Chinese Premier Li Keqiang was quoted by Xinhua on Wednesday as saying that relations between China and the Association of Southeast Asian Nations (ASEAN) have matured over the last 25 years, since the organization’s founding.
This comes as Li arrives in Vientiane for his first official visit to Laos, where he will attend the East Asia Summit. During the visit, Li will also attend the 19th China-ASEAN leaders’ meeting. Incidentally, China is the ASEAN’s most active people-to-people cooperation partner, as well as ASEAN’s largest trading partner. ASEAN is also China’s third largest trading partner.
This comes after a visit by U.S. President Obama as well, where he apologized for the covert bombing campaign in Laos during the Vietnam War. Obama said that the U.S. dropped more ammunition in Laos via bombing than on Japan and Germany combined during the Second World War. He said that given U.S. history, it is America’s duty to let Laos heal the scourge of war.
Obviously that’s hyperbole. One might wonder why now. Part of the reason is that Laos is the chair of ASEAN, and therefore it was required diplomacy. More cynical analysts would point out that it is part of a general pivot to Asia.
Laos is still haunted by the war. The Philippines is now a loose cannon and a meeting was cancelled between Filipino President Duterte and Obama over the use of undiplomatic language by the former. And finally, according to bandwagoning behavior in international relations, smaller states usually gravitate towards their giant neighbors; that giant neighbor is also a huge economic power, and the giant neighbor is more pragmatic in foreign policy and doesn’t raise much concern about values and the internal dynamics of the smaller states. All that leads to ASEAN pivoting towards China.

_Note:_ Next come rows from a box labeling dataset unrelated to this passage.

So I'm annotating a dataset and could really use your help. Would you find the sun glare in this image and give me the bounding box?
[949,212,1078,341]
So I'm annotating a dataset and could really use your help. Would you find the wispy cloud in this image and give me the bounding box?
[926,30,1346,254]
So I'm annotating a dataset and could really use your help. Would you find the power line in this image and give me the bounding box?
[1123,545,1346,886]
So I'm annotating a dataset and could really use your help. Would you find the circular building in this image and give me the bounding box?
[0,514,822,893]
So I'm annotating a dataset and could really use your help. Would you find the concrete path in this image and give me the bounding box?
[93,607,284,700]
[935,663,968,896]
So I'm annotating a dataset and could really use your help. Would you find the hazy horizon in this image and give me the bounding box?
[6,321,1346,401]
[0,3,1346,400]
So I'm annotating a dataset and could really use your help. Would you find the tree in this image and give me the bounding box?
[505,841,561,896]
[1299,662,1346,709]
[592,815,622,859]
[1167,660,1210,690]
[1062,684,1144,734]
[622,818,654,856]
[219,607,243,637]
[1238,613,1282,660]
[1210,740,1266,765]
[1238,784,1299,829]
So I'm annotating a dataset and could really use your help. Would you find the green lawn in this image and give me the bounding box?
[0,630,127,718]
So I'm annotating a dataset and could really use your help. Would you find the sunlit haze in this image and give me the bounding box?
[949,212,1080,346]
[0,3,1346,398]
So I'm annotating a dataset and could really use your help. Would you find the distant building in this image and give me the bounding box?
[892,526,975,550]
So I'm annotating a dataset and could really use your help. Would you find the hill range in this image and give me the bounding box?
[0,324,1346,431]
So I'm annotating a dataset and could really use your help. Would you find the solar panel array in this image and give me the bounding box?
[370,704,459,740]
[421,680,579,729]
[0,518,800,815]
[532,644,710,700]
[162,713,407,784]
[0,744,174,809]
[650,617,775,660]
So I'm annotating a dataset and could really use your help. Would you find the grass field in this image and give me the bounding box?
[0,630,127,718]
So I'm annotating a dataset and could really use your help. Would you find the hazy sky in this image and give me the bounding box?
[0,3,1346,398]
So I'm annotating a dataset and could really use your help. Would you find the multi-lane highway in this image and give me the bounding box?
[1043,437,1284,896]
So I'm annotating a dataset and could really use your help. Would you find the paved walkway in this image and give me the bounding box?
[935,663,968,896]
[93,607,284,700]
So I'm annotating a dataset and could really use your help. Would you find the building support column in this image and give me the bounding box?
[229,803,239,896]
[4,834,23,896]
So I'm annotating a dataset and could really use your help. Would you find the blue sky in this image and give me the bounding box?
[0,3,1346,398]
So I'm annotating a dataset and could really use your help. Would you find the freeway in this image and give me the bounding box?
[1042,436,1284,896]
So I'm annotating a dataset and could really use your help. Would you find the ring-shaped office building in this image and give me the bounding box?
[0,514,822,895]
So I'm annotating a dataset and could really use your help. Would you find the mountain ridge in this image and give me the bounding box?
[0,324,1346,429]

China on the other hand has shown a fresh willingness to talk to the Philippines, Laos and Vietnam, knowing that the Obama presidency is in its final stages. The Southeast Asian countries know that economics are more important to them than geopolitics, and they are willing to accept trade acceleration and direct Chinese investment. It is admittedly a boon to Asian economic development, and it cuts down conflict risks as well.
China’s Belt and Road initiative is already connecting Asia to Europe. China manages the Sino-ASEAN Investment Cooperation Fund, which funds infrastructure projects and energy projects in Southeast Asia. Laos and Cambodia already have friendly relations with China, the Philippines have finally realized that they need to negotiate with China, and Thailand is steadily shifting towards Beijing economically as well.
In this time, China and ASEAN are steadily approaching détente with regards to the South China Sea issue. As I mentioned in my previous column, there are chances of conflict only when communication breaks down between states. Apparently, the ASEAN and the Chinese government understand that as well.
Both sides are planning to set up a communication hotline for unplanned maritime encounters, as well as for foreign ministries to respond during emergencies. Since 2010, ASEAN and China have been negotiating a legally binding code of maritime conduct in the South China Sea, but progress has been slow.
However, more focus should be on regional cooperation, and an effort should be made so as to ensure that the South China Sea issue doesn’t eclipse everything else on the table.
Sumantra Maitra is a columnist with China.org.cn.